Flush with petrodollars that allow him to court allies with attractive
cooperation deals, the leftist-populist Chavez is convinced he can lock
in Managua and Quito as new members of the alliance he already has formed
with Cuba, the Americas' only communist-ruled country, and Bolivia.
"On January 15, (Ecuador's) Rafael Correa takes power, a socialist
who has declared himself Bolivarian (sympathetic to Chavez's government);
I have spoken with him and we have many common interests particularly
on oil," Chavez said recently.
Chavez also sees the return of Ortega and his Sandinista Front -- after
almost 17 years in opposition -- as "a great development."
While Chavez views the former Marxist as an ally, Ortega has taken a
more conciliatory tone with the United States, the IMF and foreign investors.
The Venezuelan president, a former paratrooper who has clashed with
his country's former political class, was reelected December 3 for a
2007-2013 term.

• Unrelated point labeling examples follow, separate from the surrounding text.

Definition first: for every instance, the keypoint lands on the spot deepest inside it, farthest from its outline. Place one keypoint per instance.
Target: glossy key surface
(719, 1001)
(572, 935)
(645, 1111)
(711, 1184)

He has called for expanding Venezuelan-style socialism,
citing Marxist-Leninist principles and Christian ideas as inspirations.
Chavez has touted to allies a bevy of massive development and cooperation
projects: a Bank of the South, Gas Pipeline of the South, Petrosur and
Petrocaribe, the regional TV network Telesur and social programs he
deems worthy of emulation, in literacy, housing, and health care.

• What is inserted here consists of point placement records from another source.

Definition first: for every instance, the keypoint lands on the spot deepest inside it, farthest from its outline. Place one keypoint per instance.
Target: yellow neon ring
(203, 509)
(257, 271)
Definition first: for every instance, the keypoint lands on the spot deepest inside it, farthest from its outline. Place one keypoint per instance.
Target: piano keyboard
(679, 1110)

And Chavez no doubt would like to see allies follow his lead on tough
talk on the economic front, though the reality is often a long way from
the posturing.
Chavez for example often threatens to cut off oil supplies to the United
States but never has actually done it.
In the coming years, "I imagine (US-Venezuelan) relations will
still be strained on the political front, yet trade and sale of the
petroleum will continue, as before," said Michael Shifter of the
Inter-American Dialogue in Washington.
Indeed, many analysts are quick to point out that Ecuador and Nicaragua
are likely to welcome Venezuelan cooperation, but cannot afford to run
roughshod over their economic ties with the United States.
"More (Venezuelan) economic cooperation (with Managua and Quito)
does not mean a radical shift in their ties to the US," said Peter
DeShazo, director of the Americas program at the Center for Strategic
and International Studies in Washington.
Ortega and Correa "are going to take their economic and other relationships
with the US very much into consideration," he said.
But Chavez's confrontational style with the United States, and his political
and economic changes in the name of socialism, look likely to intensify.
Chavez said Monday he would ask the legislature to approve the "mother
of all revolutionary laws" giving him the power to nationalize
the power and telephone sectors.
The proposed legislation would also allow Chavez to end foreign control
of refineries of heavy crude from the Orinoco region in the east, he
said.
"In the Orinoco region ... international companies control and
dominate the refining processes of heavy crude," Chavez said at
the swearing in of the cabinet for his new government's six-year term.
"That has to be passed on to Venezuela," he added without
giving further details of the reform he intends for Venezela's chief
revenue-making sector.
Venezuela, which produces mostly heavy crude, relies on foreign companies,
mainly from the United States, to refine much of its oil.
Chavez also announced a "deep reform" of the constitution
in order to create the "Socialist Republic of Venezuela" to
replace the current official name, The Bolivarian Republic of Venezuela,
established in the 1999 constitution.